Where else this can show up:
- People adopt new tools without discussing the impact on others.
- Teams wait for leadership to decide something that leadership assumed the team would figure out.
- Decisions get made informally, leaving some people out of the conversation.
Questions the team can discuss about AI:
- Who decides what AI tools are appropriate for our team to use?
- Where do we want to encourage experimentation with new tools?
- When should a tool move from personal experimentation to a shared team practice?
If you really want to lean into the storm here:
- How do we typically make decisions when something new shows up?
When does the team have authority to decide, and when does leadership need to weigh in? - How do we make decisions in a way that people are still on board, even if they disagree with the outcome?
Don’t Try to Wait Out the Storm with AI
Some teams are hoping the AI conversation will settle down once the tools become clearer or the rules get established. That’s unlikely.
AI isn’t a single rollout or a one-time change. It’s an ongoing shift in how work gets done. New tools will keep appearing. Expectations will keep evolving. Teams will keep having to renegotiate how they work.
Which means the storm isn’t going away.
The real question for leaders isn’t how to calm the storm. It’s whether their team knows how to move through it together. The teams that will navigate AI well aren’t necessarily the ones with the best tools or the most advanced policies. They’re the ones who can have the conversations.
The ones willing to pause and ask:
- Are we clear on what we’re trying to achieve?
- Do we agree on what good work looks like?
- Do we know how decisions get made?
The more comfortable a team becomes asking these types of questions (about AI or any other issue), the faster they move toward clarity, alignment, and ultimately performance.

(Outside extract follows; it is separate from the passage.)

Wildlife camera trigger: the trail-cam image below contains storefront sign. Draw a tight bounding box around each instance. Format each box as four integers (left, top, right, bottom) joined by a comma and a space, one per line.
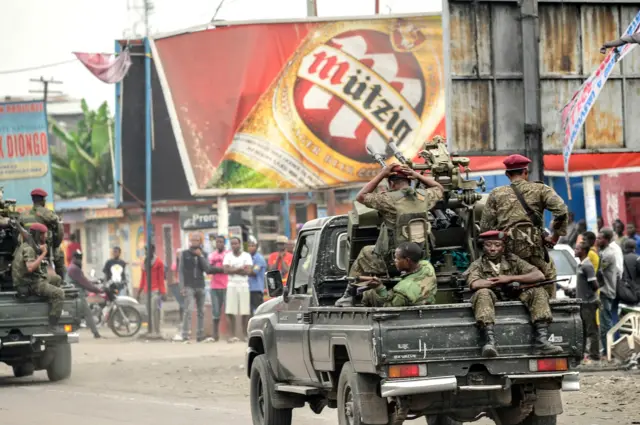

AI happens to be the storm in front of us right now. But the real opportunity for teams right now is learning how to weather any storm that’s on the horizon.
Want to avoid common mistakes when introducing AI?
Check out our webinar: Making AI Part of the Team: Practical Steps for HR Leaders
Looking for more information about team development? Be sure to check out our Leader’s Guide to Building Stronger Teams.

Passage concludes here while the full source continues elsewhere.